The next morning the Hellhounds came, a small ship quartering down out of the dawn light of the great red sun. It came down on a long smooth slant and landed not more than half a mile away, plowing a swath through the mushroom forest as it grounded. There was no mistaking its identity, for its lines were distinctive and the insignia upon its bow was the insignia that both Caroline and Gary had seen many times on the ships that screamed down to lay bombs upon the mighty city of the Engineers.
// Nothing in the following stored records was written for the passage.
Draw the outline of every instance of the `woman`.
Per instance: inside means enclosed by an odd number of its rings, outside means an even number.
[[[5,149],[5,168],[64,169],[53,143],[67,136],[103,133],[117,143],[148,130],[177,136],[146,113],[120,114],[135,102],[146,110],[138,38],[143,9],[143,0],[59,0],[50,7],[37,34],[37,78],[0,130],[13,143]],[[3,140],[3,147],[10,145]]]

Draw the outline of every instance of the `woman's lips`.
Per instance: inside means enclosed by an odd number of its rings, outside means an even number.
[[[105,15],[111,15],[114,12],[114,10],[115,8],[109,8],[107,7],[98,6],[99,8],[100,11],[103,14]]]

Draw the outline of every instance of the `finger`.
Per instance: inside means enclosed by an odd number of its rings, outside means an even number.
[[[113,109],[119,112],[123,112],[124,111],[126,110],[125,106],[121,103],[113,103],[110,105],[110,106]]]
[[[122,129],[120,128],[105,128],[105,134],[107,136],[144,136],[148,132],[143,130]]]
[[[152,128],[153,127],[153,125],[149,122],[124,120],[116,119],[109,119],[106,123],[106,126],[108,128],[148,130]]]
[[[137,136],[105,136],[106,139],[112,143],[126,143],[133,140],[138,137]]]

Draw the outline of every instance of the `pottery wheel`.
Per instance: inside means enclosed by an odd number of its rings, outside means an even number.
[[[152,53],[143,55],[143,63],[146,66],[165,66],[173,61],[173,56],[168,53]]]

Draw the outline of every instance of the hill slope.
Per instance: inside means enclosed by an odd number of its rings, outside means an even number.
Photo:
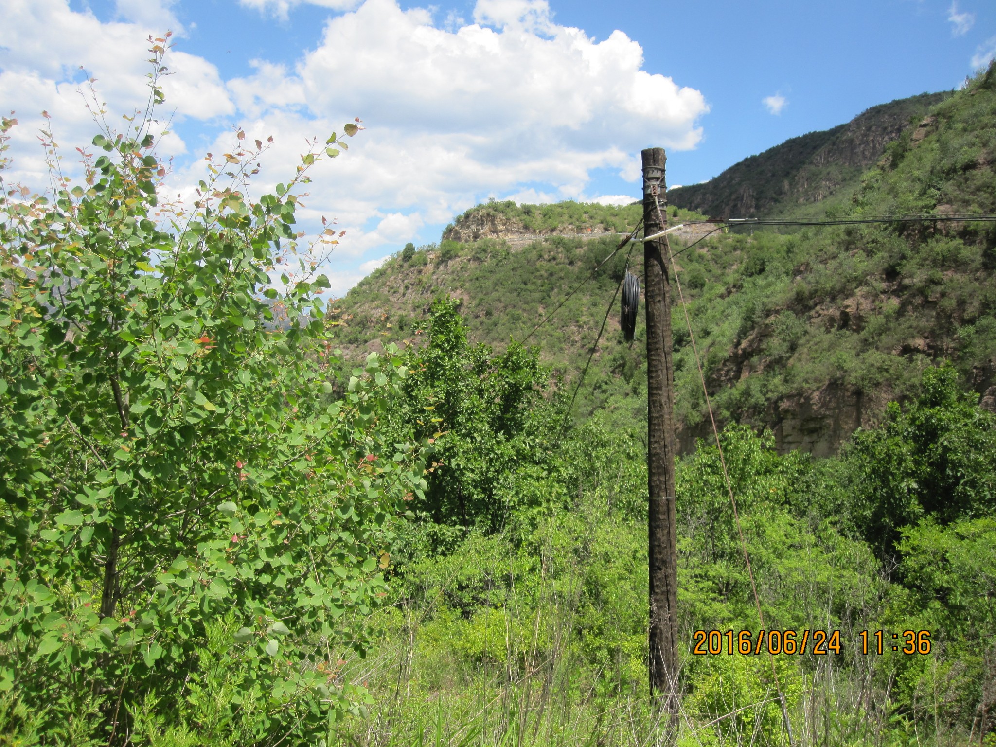
[[[904,130],[839,212],[996,211],[994,78],[991,68],[934,106],[923,126]],[[474,340],[498,347],[522,340],[617,245],[617,236],[596,235],[609,233],[596,228],[624,230],[639,212],[638,205],[479,206],[447,229],[454,238],[407,262],[389,260],[351,291],[341,301],[341,344],[356,356],[377,341],[417,342],[423,314],[440,293],[463,299]],[[622,253],[614,257],[529,341],[569,384],[625,261]],[[629,262],[641,274],[639,248]],[[963,383],[996,407],[994,267],[996,230],[971,223],[725,234],[678,257],[719,419],[766,425],[781,449],[816,454],[836,451],[856,427],[873,422],[940,359],[955,362]],[[578,416],[599,407],[624,419],[645,412],[642,324],[626,345],[616,303]],[[707,419],[683,314],[675,310],[672,318],[676,414],[688,450]]]
[[[850,192],[885,146],[950,94],[921,94],[863,112],[832,129],[793,137],[744,158],[701,184],[669,190],[672,205],[716,218],[746,218],[798,209]]]

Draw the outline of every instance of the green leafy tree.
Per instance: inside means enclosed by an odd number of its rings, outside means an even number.
[[[428,333],[394,417],[401,430],[432,443],[428,490],[416,508],[441,533],[433,540],[441,548],[472,528],[497,530],[514,511],[563,499],[551,481],[550,453],[563,402],[551,392],[537,350],[513,342],[494,355],[470,346],[459,302],[437,299]]]
[[[855,434],[852,521],[879,557],[924,518],[947,525],[996,509],[996,417],[977,399],[954,368],[927,369],[907,409],[892,402],[882,425]]]
[[[161,194],[165,46],[152,105],[94,138],[83,183],[44,132],[53,193],[2,184],[0,688],[52,734],[97,708],[77,723],[122,743],[139,704],[205,697],[203,659],[253,743],[296,743],[370,699],[338,661],[365,650],[394,517],[424,485],[380,426],[406,370],[388,350],[327,396],[314,270],[336,238],[305,245],[294,222],[335,133],[276,194],[250,197],[267,145],[241,130],[191,206]]]

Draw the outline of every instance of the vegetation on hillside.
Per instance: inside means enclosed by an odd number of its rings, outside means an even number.
[[[920,94],[872,107],[846,124],[791,137],[744,158],[709,181],[669,190],[668,201],[716,218],[747,218],[847,199],[888,143],[908,139],[929,109],[949,96]]]
[[[994,79],[935,109],[849,209],[992,210]],[[641,332],[629,348],[610,329],[569,397],[638,252],[410,246],[326,305],[323,277],[278,268],[314,270],[335,241],[306,247],[292,224],[336,134],[253,200],[265,146],[237,131],[188,207],[160,200],[151,112],[128,122],[95,137],[79,186],[55,162],[53,194],[0,184],[0,741],[774,746],[791,726],[805,747],[994,744],[996,416],[965,386],[996,334],[991,230],[729,235],[680,255],[726,426],[723,459],[700,440],[677,465],[665,729]],[[613,210],[633,213],[588,215]],[[852,313],[855,294],[872,305]],[[344,374],[335,345],[355,358],[372,334]],[[929,344],[904,353],[914,336]],[[688,343],[676,328],[694,424]],[[752,426],[828,381],[905,396],[827,459]]]
[[[933,124],[915,140],[907,130],[889,145],[854,196],[833,203],[833,214],[996,210],[992,75],[980,75],[930,110]],[[905,101],[913,106],[919,100]],[[577,209],[565,203],[548,207],[547,214]],[[605,209],[629,210],[632,220],[638,218],[633,207]],[[688,215],[668,210],[672,219]],[[812,437],[783,429],[778,437],[808,448],[816,443],[826,453],[851,429],[879,416],[890,398],[911,396],[919,372],[933,361],[950,359],[963,385],[984,394],[996,384],[991,226],[899,224],[792,234],[741,229],[683,253],[672,241],[720,420],[777,428],[820,399],[823,409],[812,416],[818,425],[841,410],[854,413],[852,423],[833,432],[828,425]],[[366,351],[377,338],[417,342],[437,293],[463,299],[472,339],[498,347],[523,340],[616,246],[609,238],[563,236],[521,249],[488,238],[447,244],[445,259],[433,247],[415,254],[425,252],[420,262],[389,260],[337,302],[344,318],[337,339],[348,353]],[[639,247],[624,253],[640,275]],[[618,254],[530,338],[568,383],[588,358],[624,265]],[[707,420],[683,315],[675,313],[674,320],[676,407],[688,448]],[[603,406],[622,421],[642,416],[642,334],[640,324],[636,342],[626,345],[618,313],[610,312],[579,395],[580,416]],[[996,404],[991,396],[985,401]]]

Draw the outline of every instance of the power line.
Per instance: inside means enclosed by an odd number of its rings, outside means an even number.
[[[860,218],[813,218],[804,220],[800,218],[705,218],[702,220],[686,220],[677,226],[672,226],[669,230],[674,230],[681,226],[704,225],[721,223],[724,227],[738,225],[753,226],[850,226],[864,223],[967,223],[996,222],[996,213],[957,213],[957,214],[937,214],[937,213],[909,213],[898,215],[866,215]],[[654,238],[654,237],[650,237]],[[645,239],[644,239],[645,240]]]

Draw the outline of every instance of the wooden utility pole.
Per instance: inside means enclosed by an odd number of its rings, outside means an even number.
[[[642,151],[643,235],[666,226],[662,147]],[[659,212],[657,205],[659,203]],[[677,702],[677,544],[674,515],[674,366],[667,237],[643,242],[646,296],[647,487],[650,569],[650,693],[674,716]]]

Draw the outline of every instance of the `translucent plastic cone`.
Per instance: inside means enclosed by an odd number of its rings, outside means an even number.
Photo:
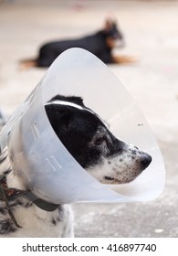
[[[152,155],[151,165],[131,183],[100,184],[73,158],[50,125],[44,105],[57,94],[82,97],[116,137]],[[141,111],[110,69],[84,49],[68,49],[55,60],[14,112],[0,140],[26,187],[56,204],[146,201],[156,198],[164,187],[162,157]]]

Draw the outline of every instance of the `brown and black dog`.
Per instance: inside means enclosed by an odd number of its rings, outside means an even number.
[[[123,35],[117,23],[107,19],[104,28],[92,35],[68,40],[48,42],[41,46],[36,59],[26,59],[21,62],[21,68],[49,67],[63,51],[70,48],[81,48],[93,53],[104,63],[127,64],[136,59],[129,56],[114,56],[112,50],[125,45]]]

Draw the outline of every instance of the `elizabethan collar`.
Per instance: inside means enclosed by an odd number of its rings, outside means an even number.
[[[102,185],[89,176],[50,125],[44,105],[57,94],[82,97],[116,137],[152,155],[149,167],[125,185]],[[0,140],[26,187],[55,204],[151,200],[164,187],[162,155],[141,111],[110,69],[84,49],[68,49],[54,61],[13,113]]]

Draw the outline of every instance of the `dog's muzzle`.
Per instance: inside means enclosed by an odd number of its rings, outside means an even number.
[[[72,157],[50,125],[44,105],[57,94],[82,97],[110,123],[116,137],[152,155],[150,166],[124,187],[113,190],[97,181]],[[25,187],[49,203],[151,200],[163,189],[163,161],[145,119],[109,68],[84,49],[70,48],[55,60],[4,126],[0,144],[2,150],[7,146],[13,170]],[[142,168],[150,161],[149,156],[142,159]]]

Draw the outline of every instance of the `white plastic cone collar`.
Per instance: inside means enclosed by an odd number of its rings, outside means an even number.
[[[149,167],[125,185],[102,185],[89,176],[49,123],[44,104],[57,94],[82,97],[116,137],[152,155]],[[141,112],[109,68],[84,49],[68,49],[55,60],[14,112],[0,140],[1,148],[7,144],[13,167],[28,188],[53,203],[152,200],[164,187],[162,157]]]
"And us," said Gary, "with nothing but hand guns in the locker and a ship that we can't lift.”
He saw the stricken look on Caroline's face and tried to make amends.
"Maybe they won't know who we are," he said. "Maybe they…”
"Don't let's fool ourselves," Caroline told him. "They know who we are, all right. More than likely we're the reason that they're here. Maybe they…”
She hesitated and Gary asked, "Maybe they what?”
"I was thinking," she said, "that they might have twisted the tunnel. The mathematics might have been all right. Somebody might have brought us here.
It might have been the Hellhounds who trapped us here, knowing what we had, knowing the knowledge that we carried. They might have brought us here and now they've come to finish up the job.”
"They were not the ones who brought you here," said a voice out of nowhere.
"You were brought here but they were not the ones who brought you. They were brought themselves.”